I’m not an alcohol imbiber but I believe that daiquiris are made with rum, reminiscent of the Caribbean, where we are now re-hoisting the American flag today at our newly re-opened embassy in Cuba.
Therefore in essence, when life hands you a 53-year economic and social embargo from the United States, you basically ignore it and keep plugging away in the manner that you’ve always known—subsistence living. Then one day 53 years later, both countries’ leaders look at each other and ask, “Now tell me again, why is it that we are doing this?”
This is not an easy topic of discussion for any side, especially during election-season mania because there were some genuinely serious issues involved: long-standing violations of human rights, political incarcerations, attempts at assassination (Bay of Pigs)….. oh, and Cuba did some bad things also—pretty much the same things except there were no safe guards in place for the Cuban people such as due process of law, demands for social justice, and freedom of expression guaranteed by the US Constitution.

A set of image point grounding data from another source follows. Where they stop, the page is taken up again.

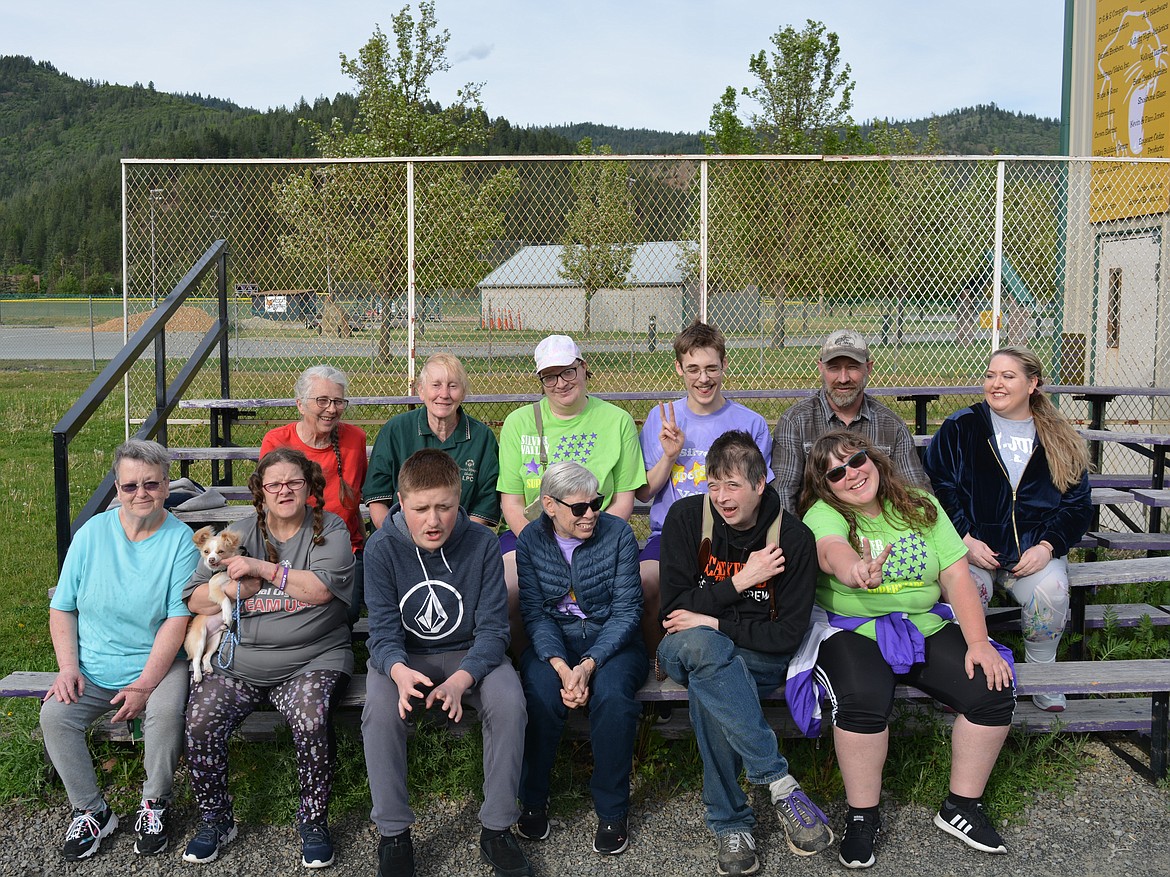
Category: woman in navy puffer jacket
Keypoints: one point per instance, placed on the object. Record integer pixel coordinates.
(580, 596)
(1012, 474)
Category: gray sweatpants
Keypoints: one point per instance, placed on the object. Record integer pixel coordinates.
(500, 702)
(64, 725)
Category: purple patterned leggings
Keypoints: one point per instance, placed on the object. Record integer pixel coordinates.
(217, 708)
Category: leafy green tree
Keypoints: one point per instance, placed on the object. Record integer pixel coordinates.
(766, 213)
(600, 230)
(396, 115)
(803, 97)
(355, 218)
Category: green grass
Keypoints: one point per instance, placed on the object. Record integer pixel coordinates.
(263, 777)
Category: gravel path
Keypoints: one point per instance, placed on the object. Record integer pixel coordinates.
(1113, 824)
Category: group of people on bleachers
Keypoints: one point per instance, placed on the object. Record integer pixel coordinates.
(821, 557)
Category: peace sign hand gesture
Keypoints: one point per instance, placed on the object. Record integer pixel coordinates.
(867, 571)
(670, 436)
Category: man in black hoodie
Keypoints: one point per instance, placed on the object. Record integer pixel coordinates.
(438, 634)
(738, 577)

So when Cuban political dissidents were sent to jail, they stayed and often died there. Cuba was a very bad place in which to be unhappy about your personal situation. That’s why so many Cubans left the restricted island by any means possible—by air or sea. And that’s also why there are so many Cuban-American people who have such mixed feelings on the normalization of relationship with the country that has the same Communist/Socialist rulers still in power.
After all, Cuba is still a Communist country under rule of a dictator (he calls it Prime Minister), who is the brother of the former ruthless dictator (Prime Minister), who took over Cuba in the late 1950’s during a military coup that Fidel Castro referred to as “The Revolution” or “The Liberation” of the Cuban people.
And at 89, despite his predicted demise in every decade since 1960, Fidel Castro is still alive and still making a fuss that America now owes the Cuban people millions of dollars for creating decades of economic hardship for them. What chutzpah!
Castro has outlived American Presidents Kennedy, Johnson, Nixon, and Ford; and has thumbed his nose at Presidents Carter, two Bushes, Clinton, and Obama. That’s longevity at its finest or worst, depending on your perspective.
So upon this auspicious occasion of the American flag once again flying 106 miles southwest of Key West, Florida, may we give pause for silence and contemplation of what was really accomplished during those five decades of pretending that Cuba and its governing forces were dead to us.
One could wax philosophical on the folly of allowing extreme ideologies to dominate clear thinking and prevent practical solutions to serious disagreements; but on the other hand, the world was in such a different place 50-years ago, and we know that today’s clarity lasts only as long as the sun continues to shine upon it.
So may the clouds continue to part for all of us in our unified endeavors, and let that sun shine in.